Gerd Binnig (; born 20 July 1947) is a German physicist. He is most famous for having won the Nobel Prize in Physics jointly with Heinrich Rohrer in 1986 for the invention of the scanning tunneling microscope.

Early life and education
Binnig was born in Frankfurt am Main and played in the ruins of the city during his childhood. His family lived partly in Frankfurt and partly in Offenbach am Main, and he attended school in both cities. At the age of 10, he decided to become a physicist, but he soon wondered whether he had made the right choice. He concentrated more on music, playing in a band. He also started playing the violin at 15 and played in his school orchestra.
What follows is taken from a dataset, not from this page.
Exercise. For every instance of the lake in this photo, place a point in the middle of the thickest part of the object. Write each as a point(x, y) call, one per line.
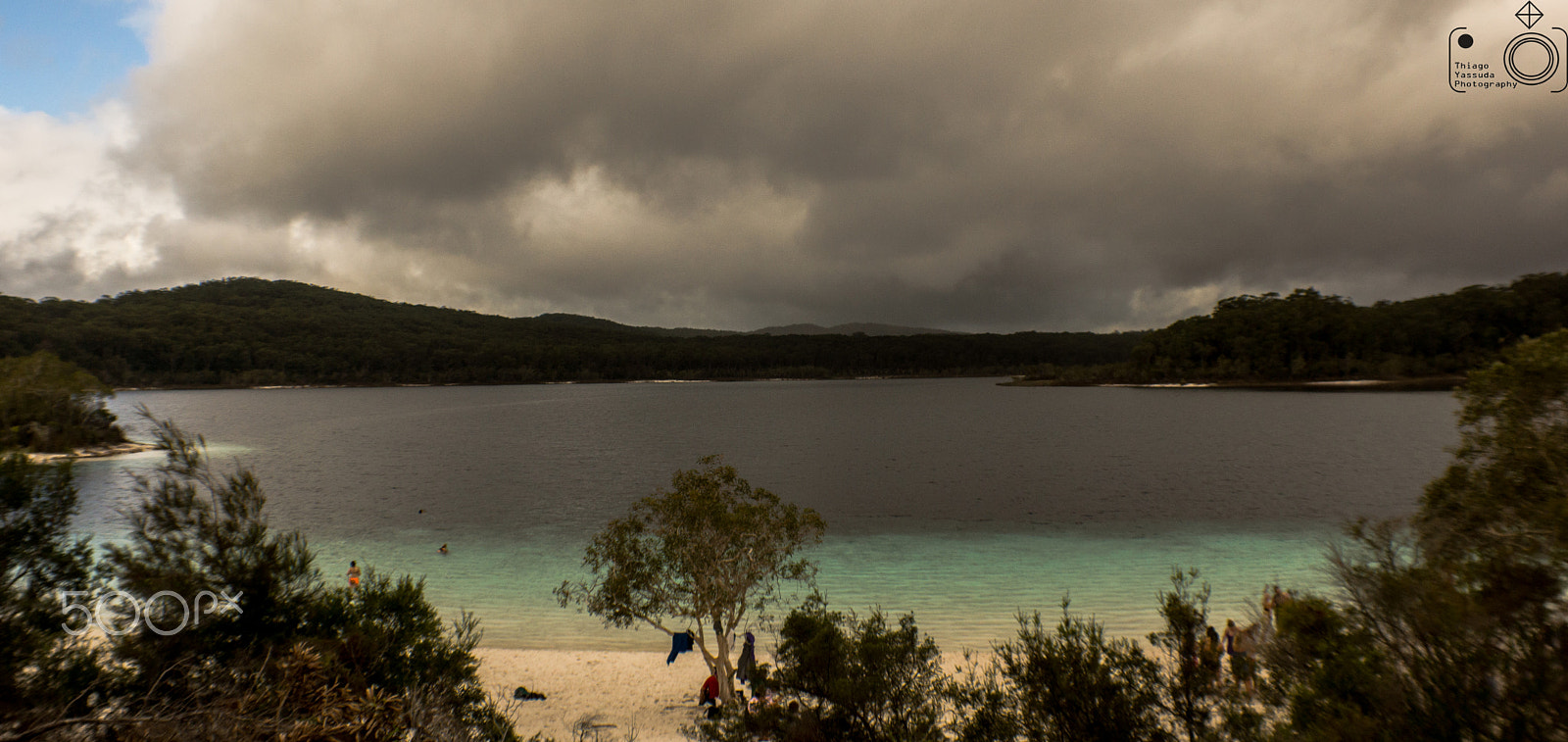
point(956, 499)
Binnig studied physics at the J.W. Goethe University in Frankfurt, gaining a bachelor's degree in 1973 and remaining there to do a PhD with in Werner Martienssen's group, supervised by Eckhardt Hoenig.

Career
In 1978, Binnig accepted an offer from IBM to join their Zürich research group, where he worked with Heinrich Rohrer, Christoph Gerber and Edmund Weibel. There they developed the scanning tunneling microscope (STM), an instrument for imaging surfaces at the atomic level.
The Nobel committee described the effect that the invention of the STM had on science, saying that "entirely new fields are opening up for the study of the structure of matter."  The physical principles on which the STM was based were already known before the IBM team developed the STM, but Binnig and his colleagues were the first to solve the significant experimental challenges involved in putting it into effect.

The IBM Zürich team were soon recognized with a number of prizes: the German Physics Prize, the Otto Klung Prize, the Hewlett Packard Prize and the King Faisal Prize. 
In 1986, Binnig and Rohrer shared half of the Nobel Prize in Physics, the other half of the Prize was awarded to Ernst Ruska.
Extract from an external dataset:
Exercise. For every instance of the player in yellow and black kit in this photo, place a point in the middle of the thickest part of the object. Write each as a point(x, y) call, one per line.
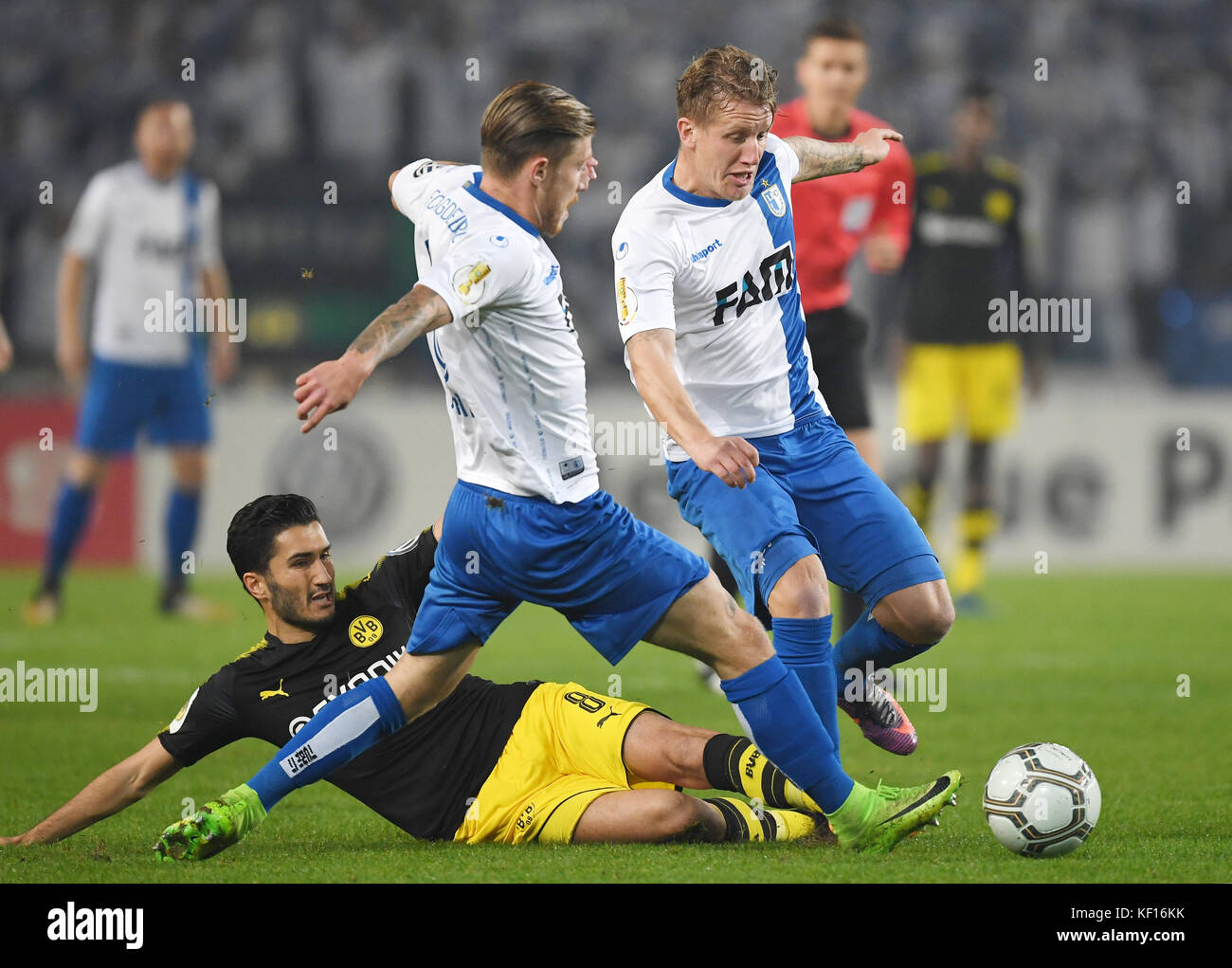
point(966, 250)
point(504, 762)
From 1985–1988, he worked in California. He was at IBM in Almaden Valley, and was visiting professor at Stanford University.

In 1985, Binnig invented the atomic force microscope (AFM) and Binnig, Christoph Gerber and Calvin Quate went on to develop a working version of this new microscope for insulating surfaces.
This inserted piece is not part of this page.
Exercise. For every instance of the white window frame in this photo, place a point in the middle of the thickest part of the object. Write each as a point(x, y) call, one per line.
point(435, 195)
In 1987 Binnig was appointed IBM Fellow. In the same year, he started the IBM Physics group Munich, working on creativity. and atomic force microscopy. 

In 1994 Professor Gerd Binnig founded Definiens which turned in the year 2000 into a commercial enterprise. The company developed Cognition Network Technology to analyze images just like the human eye and brain are capable of doing.

in 2016, Binnig won the Kavli Prize in Nanoscience. He became a fellow of the Norwegian Academy of Science and Letters.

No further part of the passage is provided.